Cependant, le poids du droit international n’est pas le seul obstacle. Merz part-il vraiment du principe que l’actuel gouvernement américain se réjouirait qu’un nouveau gouvernement allemand fasse échouer ses négociations avec la Russie ? Que se passerait-il si Washington ne réagissait pas à une telle attaque par des louanges et un soutien, mais par l’indignation ? Même les encouragements les plus vigoureux de Londres ou de Paris n’y changeraient pas grand-chose (et encore moins ceux des nains baltes).

Seulement, il y a encore le dragon dans la pièce, que l’on oublie facilement à force de regarder fixement l’ours. Une attaque allemande contre la Russie ? La situation juridique est si évidente que la réaction chinoise pourrait être bien plus sévère que ce à quoi on est habitué. Un peu d’aide de l’Extrême-Orient pour la Russie attaquée ? Comme je l’ai dit, la qualité est complètement différente lorsque de telles attaques sont menées par des Allemands, par rapport à des Britanniques ou des Français… c’est presque gênant d’avoir à l’expliquer.

On peut facilement imaginer ce qui se passe dans la tête de M. Merz. Probablement, dans la tradition d’une obsession des dates historiques, déjà si courante chez les derniers chevaliers de l’Est, il se demande déjà s’il pourrait, à partir de son éventuelle prise de fonction le 6 mai, faire frapper le Taurus le jour de la Victoire. Comme souvenir de sa visite en Ukraine prévue à cette date. Ce qui ne pouvait alors être interprété en Russie que comme une identification avec les agresseurs qui ont été si durement battus en 1945, ce qui a alors forcé l’activation de la clause de l’État ennemi.
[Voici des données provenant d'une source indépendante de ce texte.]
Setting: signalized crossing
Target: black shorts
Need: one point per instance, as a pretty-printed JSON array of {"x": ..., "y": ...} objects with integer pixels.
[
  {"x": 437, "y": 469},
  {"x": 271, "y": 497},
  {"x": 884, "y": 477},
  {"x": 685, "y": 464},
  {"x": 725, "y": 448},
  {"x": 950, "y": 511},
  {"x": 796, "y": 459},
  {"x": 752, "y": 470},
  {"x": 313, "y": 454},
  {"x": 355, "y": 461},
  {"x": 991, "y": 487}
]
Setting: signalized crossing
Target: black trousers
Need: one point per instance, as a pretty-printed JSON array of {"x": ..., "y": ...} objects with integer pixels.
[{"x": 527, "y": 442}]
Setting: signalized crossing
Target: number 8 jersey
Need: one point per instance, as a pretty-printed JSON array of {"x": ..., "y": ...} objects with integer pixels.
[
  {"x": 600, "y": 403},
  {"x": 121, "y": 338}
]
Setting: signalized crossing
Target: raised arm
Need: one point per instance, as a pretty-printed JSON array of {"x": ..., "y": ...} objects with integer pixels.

De toute évidence, l’irresponsabilité totale est désormais la caractéristique décisive pour être chancelier allemand. Et Olaf Scholz a fait un pas de géant avec son sourire en coin à l’égard de Nord Stream 2, il va falloir faire mieux pour entrer dans les livres d’histoire. Puisque toutes les autres actions qui ruinent le pays ne sont en substance qu’une continuation des maux que Merkel et ensuite la coalition ont déjà créés, une action comme celle de la Taurus est l’une des rares possibilités pour Merz de se démarquer rapidement et complètement de ses prédécesseurs. Peut-être mise-t-il aussi sur une nouvelle hausse des actions de Rheinmetall, avec un petit pari et des salutations amicales à son ancien employeur BlackRock.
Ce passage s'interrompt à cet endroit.